In this case, with 20% sales growth through 2030, I think Globalstar could be close to $650 million in 2030. Also, with an EBITDA margin of around 45%, a CFO/ Sales of 55% and more investments than in the previous case scenarios, FCF 2030 could remain around $305 million. Finally, with a 5.5% discount, the sum of future free cash flows would be $950 million.

Author's DCF model

Author’s DCF model

With sales growth close to 20% and an EBITDA margin around 45%, in my opinion, we could use an exit multiple close to 20x. In this case, the results turn out to be almost $4.5 billion in equity and a capital per share of $2.5.

Author's DCF model

Author’s DCF model

Carry

In my view, Globalstar is currently close to an inflection point. If management successfully positions itself in the asset tracking industry, revenue growth will likely be substantial over the next decade.

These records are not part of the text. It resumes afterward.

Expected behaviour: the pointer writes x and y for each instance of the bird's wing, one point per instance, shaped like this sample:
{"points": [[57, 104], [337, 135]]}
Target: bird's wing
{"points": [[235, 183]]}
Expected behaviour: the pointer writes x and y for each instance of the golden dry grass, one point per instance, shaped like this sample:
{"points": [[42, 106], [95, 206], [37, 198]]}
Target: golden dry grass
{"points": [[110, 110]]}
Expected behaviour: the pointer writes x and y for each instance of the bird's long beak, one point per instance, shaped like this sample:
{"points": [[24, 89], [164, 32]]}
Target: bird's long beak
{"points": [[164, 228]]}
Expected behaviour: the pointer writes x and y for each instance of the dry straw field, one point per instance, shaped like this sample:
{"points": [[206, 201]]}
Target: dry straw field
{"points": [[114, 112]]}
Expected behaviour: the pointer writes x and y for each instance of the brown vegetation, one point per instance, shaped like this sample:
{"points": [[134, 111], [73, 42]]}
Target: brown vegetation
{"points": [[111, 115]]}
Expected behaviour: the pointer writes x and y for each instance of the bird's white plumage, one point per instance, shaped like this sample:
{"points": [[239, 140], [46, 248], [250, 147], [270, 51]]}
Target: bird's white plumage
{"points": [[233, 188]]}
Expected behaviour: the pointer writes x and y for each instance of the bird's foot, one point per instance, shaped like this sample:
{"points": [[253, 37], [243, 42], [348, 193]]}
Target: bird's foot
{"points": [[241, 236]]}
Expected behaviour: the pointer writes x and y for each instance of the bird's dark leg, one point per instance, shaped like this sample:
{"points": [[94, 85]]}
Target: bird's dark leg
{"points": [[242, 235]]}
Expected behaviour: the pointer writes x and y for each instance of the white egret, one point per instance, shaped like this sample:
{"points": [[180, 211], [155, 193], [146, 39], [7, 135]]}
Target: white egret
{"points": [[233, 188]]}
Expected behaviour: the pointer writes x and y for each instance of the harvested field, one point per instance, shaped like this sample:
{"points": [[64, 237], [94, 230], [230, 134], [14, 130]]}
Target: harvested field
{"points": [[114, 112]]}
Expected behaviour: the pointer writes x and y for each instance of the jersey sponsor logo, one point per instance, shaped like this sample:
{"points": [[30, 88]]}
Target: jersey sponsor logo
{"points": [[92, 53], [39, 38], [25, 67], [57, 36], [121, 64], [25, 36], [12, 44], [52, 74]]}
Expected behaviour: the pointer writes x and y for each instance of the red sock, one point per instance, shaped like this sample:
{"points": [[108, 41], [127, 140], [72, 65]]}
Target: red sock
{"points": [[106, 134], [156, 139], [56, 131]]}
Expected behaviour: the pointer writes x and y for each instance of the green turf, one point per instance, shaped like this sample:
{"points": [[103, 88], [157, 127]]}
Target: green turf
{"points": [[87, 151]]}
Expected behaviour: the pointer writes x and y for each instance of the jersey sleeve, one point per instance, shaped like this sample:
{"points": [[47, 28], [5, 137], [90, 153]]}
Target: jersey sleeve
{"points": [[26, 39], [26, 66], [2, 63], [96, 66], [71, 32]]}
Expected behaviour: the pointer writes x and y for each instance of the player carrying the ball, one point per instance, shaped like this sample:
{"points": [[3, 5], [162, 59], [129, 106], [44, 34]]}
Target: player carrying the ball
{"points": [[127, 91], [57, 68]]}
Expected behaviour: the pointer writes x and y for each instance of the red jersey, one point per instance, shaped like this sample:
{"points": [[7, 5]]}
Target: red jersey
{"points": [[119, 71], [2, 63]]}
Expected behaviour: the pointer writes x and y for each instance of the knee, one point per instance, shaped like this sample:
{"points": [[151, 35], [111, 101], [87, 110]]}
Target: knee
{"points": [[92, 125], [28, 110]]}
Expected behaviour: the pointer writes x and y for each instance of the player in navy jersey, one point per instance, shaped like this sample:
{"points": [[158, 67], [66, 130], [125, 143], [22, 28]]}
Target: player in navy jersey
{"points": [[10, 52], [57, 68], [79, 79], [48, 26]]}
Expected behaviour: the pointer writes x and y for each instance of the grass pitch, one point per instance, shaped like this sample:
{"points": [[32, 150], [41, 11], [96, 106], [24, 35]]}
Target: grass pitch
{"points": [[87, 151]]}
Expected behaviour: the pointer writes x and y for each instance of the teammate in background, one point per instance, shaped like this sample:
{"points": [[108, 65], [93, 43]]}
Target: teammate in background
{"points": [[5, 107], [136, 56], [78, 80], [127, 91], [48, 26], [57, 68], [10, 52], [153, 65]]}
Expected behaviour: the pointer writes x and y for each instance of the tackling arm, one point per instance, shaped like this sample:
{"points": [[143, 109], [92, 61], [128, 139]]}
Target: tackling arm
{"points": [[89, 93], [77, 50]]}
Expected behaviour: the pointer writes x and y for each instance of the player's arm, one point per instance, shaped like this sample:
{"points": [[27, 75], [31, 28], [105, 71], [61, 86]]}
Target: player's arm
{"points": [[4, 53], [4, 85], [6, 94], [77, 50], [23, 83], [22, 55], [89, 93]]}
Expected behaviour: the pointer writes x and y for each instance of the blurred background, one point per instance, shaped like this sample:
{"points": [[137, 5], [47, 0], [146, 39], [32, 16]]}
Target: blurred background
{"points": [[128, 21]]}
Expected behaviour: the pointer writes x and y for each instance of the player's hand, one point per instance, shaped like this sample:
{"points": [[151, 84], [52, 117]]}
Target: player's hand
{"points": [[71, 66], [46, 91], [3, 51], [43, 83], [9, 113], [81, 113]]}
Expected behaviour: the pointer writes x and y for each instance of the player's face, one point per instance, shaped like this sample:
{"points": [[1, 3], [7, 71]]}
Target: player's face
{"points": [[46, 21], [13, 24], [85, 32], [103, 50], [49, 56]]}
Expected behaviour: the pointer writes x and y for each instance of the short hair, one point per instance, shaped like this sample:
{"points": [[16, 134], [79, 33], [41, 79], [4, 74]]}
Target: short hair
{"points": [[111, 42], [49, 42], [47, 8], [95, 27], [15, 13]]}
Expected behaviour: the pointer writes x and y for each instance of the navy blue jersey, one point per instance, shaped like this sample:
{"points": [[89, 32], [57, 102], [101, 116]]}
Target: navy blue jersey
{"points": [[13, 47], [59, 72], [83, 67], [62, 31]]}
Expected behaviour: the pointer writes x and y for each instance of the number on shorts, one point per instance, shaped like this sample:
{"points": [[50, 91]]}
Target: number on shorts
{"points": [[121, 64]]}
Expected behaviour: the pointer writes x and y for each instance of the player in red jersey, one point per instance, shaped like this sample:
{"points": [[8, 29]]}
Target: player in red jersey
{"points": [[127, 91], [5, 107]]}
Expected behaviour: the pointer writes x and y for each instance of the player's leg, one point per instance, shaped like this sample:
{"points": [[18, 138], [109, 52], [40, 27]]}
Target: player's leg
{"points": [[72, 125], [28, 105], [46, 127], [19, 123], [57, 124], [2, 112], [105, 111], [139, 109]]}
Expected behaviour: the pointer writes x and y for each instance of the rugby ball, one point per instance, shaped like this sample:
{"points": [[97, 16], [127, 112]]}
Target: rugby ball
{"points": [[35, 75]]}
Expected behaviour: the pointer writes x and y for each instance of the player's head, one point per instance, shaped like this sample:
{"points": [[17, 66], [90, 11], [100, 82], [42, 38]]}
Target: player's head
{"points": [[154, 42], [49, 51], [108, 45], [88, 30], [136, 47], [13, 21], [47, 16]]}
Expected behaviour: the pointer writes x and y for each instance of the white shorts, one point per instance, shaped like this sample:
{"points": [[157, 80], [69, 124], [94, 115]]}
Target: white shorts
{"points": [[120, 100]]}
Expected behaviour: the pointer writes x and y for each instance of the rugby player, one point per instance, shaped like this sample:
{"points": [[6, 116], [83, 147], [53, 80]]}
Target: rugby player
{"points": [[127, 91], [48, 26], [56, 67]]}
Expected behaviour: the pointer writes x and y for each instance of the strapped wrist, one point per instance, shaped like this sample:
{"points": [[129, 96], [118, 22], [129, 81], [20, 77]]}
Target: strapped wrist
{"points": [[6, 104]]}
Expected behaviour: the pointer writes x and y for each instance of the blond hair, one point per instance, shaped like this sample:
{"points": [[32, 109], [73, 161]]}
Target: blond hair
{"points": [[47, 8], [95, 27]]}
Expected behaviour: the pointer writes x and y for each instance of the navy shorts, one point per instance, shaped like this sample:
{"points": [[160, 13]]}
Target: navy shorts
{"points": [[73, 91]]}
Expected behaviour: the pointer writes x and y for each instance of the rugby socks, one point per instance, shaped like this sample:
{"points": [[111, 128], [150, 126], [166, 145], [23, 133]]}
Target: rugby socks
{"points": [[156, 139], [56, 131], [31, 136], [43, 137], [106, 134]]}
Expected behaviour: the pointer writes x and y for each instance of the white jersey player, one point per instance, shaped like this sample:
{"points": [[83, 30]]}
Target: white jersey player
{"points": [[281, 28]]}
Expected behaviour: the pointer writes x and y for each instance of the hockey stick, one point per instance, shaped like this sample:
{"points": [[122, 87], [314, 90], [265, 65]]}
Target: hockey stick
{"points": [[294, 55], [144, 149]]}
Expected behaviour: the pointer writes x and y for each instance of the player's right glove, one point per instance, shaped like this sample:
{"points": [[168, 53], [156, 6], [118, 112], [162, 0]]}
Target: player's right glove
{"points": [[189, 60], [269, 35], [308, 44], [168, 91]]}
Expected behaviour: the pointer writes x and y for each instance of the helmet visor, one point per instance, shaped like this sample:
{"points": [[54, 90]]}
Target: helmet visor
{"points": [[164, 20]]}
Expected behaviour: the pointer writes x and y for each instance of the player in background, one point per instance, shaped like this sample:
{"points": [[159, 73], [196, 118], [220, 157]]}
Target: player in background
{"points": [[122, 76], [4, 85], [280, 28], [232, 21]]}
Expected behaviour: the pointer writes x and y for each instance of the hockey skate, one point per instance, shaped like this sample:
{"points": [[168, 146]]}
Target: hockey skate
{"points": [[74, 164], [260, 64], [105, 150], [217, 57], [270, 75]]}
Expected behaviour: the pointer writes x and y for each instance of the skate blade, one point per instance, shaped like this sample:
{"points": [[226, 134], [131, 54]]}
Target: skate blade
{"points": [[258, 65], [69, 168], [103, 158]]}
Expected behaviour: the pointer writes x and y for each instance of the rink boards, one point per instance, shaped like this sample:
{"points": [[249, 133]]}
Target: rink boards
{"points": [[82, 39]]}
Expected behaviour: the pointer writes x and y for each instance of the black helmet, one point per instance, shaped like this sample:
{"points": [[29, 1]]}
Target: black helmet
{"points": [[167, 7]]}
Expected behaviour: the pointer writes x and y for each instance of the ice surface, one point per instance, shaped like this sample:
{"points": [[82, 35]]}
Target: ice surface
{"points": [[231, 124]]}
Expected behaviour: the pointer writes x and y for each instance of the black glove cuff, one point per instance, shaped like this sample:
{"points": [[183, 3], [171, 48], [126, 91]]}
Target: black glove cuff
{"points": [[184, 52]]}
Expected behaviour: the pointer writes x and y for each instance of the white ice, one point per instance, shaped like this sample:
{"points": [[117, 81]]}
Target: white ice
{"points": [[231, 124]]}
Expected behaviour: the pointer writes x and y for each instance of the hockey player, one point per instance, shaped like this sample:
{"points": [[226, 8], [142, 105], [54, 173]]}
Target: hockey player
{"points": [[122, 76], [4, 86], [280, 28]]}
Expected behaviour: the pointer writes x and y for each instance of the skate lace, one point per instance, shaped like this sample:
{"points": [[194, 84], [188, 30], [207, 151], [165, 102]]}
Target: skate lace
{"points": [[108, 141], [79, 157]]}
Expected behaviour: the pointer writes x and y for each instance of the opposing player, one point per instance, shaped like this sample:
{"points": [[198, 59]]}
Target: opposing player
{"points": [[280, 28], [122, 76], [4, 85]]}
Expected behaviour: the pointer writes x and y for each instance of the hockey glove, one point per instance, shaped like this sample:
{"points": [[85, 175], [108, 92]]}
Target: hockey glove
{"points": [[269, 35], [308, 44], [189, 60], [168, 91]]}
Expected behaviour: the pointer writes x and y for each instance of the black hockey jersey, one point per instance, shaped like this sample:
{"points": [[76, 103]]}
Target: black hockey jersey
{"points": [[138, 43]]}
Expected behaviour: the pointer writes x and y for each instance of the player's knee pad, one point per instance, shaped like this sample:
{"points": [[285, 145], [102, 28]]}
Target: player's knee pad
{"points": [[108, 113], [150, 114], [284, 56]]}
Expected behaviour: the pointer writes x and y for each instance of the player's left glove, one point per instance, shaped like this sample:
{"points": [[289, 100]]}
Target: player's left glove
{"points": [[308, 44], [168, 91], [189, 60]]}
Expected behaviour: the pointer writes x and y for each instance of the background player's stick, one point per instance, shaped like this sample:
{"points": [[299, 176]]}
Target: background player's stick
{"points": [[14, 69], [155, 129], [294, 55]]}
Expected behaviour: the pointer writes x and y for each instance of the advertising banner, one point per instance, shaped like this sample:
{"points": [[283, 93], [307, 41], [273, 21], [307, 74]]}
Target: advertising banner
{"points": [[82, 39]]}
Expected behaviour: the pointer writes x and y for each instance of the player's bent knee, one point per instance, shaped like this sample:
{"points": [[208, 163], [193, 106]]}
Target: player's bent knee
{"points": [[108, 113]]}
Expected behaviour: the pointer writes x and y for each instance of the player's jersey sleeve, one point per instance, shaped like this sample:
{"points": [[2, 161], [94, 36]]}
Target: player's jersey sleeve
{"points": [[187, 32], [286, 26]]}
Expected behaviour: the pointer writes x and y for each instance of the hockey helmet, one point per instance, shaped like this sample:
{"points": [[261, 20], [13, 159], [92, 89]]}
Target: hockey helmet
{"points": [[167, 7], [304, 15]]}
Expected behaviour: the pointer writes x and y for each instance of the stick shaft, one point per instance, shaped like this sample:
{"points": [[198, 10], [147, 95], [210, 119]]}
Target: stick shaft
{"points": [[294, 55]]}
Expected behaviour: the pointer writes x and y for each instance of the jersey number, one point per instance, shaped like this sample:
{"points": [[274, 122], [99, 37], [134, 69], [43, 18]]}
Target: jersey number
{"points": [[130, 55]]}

In my opinion, Globalstar is well positioned with satellites and know-how to successfully target opportunities in the asset tracking industry. If Globalstar fails to invest in growth sectors, if some of its satellites suffer damage or do not last as expected, I think the stock price could decline. With that, given the recent upbeat comments noted in the latest quarterly report, I remain bullish on the stock. Yes, I think it’s not for everyone, but the likelihood of seeing higher prices seems high.